Decyzja NSA związana jest ze sprawą, którą zapoczątkował turysta Bogdan Achimescu w 2015 roku, wspierany przez Fundację ClientEarth.
- Historia sporu między Bogdanem Achimescu a Zakopanem sięga 2015 r., gdy turysta odwiedził miasto i zakwestionował pobór opłaty miejscowej ze względu na zanieczyszczone powietrze – informuje fundacja. - Możliwość pobierania opłaty miejscowej określają m.in. ustawa prawo ochrony środowiska i ustawa o podatkach i opłatach lokalnych oraz rozporządzenie Rady Ministrów z 18 grudnia 2007 r. w sprawie warunków, jakie powinna spełniać dana miejscowość, w której można pobierać opłatę miejscową. Zgodnie z przepisami taka opłata może być pobierana tylko w miejscowościach turystycznych, gdzie powietrze w określonej strefie spełnia odpowiednie normy.
Strefa dla Zakopanego to niemal całe województwo małopolskie – z wyłączeniem aglomeracji krakowskiej i tarnowskiej.
Turysta odzyskał wpłacone pieniądze
- Już w 2018 r. turyście rację przyznał Naczelny Sąd Administracyjny orzekając, że w Zakopanem nie zostały dopełnione wymagania klimatyczne, aby pobierać opłaty miejscowe. Miasto nie zastosowało się jednak do tego wyroku. Gdy Bogdan Achimescu przyjechał do miasta ponownie, znów musiał uiścić opłatę. Dlatego, powołując się na wygraną przed NSA z 2018 r., wystąpił o zwrot opłaty. On zwrot otrzymał, ale miasto nadal pobiera opłatę od tysięcy turystów, powołując się na inną podstawę prawną – czytamy w komunikacie fundacji.

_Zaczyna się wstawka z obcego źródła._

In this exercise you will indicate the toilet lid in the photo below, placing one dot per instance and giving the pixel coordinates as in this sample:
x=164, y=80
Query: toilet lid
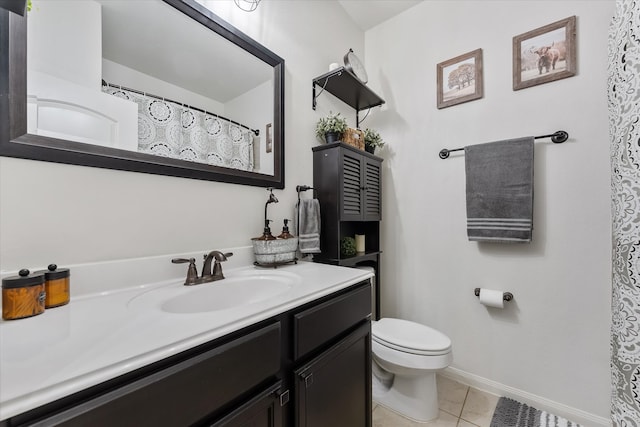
x=410, y=336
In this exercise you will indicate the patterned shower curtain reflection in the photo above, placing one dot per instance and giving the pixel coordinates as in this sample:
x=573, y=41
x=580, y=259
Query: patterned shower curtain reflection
x=170, y=129
x=624, y=130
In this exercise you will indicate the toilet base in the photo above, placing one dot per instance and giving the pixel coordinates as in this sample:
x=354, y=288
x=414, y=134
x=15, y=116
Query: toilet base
x=414, y=397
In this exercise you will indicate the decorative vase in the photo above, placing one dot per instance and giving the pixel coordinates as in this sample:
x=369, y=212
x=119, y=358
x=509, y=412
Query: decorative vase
x=331, y=137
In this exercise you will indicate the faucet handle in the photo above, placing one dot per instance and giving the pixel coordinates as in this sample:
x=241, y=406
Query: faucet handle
x=217, y=267
x=219, y=256
x=192, y=272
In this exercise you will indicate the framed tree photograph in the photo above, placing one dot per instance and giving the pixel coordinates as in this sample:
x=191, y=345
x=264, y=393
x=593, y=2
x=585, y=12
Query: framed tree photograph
x=545, y=54
x=460, y=79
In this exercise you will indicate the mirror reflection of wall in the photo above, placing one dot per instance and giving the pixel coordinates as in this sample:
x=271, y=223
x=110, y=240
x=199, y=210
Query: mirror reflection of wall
x=187, y=81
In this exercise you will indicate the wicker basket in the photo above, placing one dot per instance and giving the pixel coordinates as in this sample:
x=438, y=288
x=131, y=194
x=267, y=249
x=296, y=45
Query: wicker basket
x=354, y=137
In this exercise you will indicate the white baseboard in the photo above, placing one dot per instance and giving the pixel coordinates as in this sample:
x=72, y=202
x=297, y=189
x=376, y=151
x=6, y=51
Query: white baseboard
x=572, y=414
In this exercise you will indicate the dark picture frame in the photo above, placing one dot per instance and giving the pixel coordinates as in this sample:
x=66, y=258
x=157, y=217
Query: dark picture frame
x=545, y=54
x=460, y=79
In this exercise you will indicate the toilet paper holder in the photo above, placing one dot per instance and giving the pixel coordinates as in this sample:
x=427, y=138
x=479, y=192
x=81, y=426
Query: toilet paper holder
x=506, y=296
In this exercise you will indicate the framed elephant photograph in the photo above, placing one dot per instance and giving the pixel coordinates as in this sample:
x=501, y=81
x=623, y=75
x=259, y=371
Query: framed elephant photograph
x=545, y=54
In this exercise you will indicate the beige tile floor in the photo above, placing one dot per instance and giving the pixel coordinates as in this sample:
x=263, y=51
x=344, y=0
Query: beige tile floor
x=460, y=406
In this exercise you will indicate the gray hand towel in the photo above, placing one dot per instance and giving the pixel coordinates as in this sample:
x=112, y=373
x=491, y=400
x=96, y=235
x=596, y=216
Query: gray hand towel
x=309, y=227
x=499, y=180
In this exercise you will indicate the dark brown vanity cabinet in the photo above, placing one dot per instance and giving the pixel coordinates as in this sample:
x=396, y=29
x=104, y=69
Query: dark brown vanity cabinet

W 2023 roku Wojewódzki Sąd Administracyjny w Krakowie ponownie uznał, że miasto pobiera tą opłatę nielegalnie. Sprawa trafiła do NSA i 1 kwietnia 2025 roku się zakończyła.
- Cieszę się, że sąd po raz kolejny przyznał mi rację w sporze z Zakopanem. Mam nadzieję, że tym razem miasto przestanie pobierać opłaty, do których naliczania nie ma podstaw prawnych – mówi Bogdan Achimescu, profesor krakowskiej ASP, którego cytuje fundacja. - Wiem, że jakość powietrza w mieście się poprawia, choć dużo jeszcze jest do zrobienia. To świetna wiadomość, gdyż celem moich działań zawsze było dobro przyjezdnych oraz ludzi z Zakopanego - dodaje.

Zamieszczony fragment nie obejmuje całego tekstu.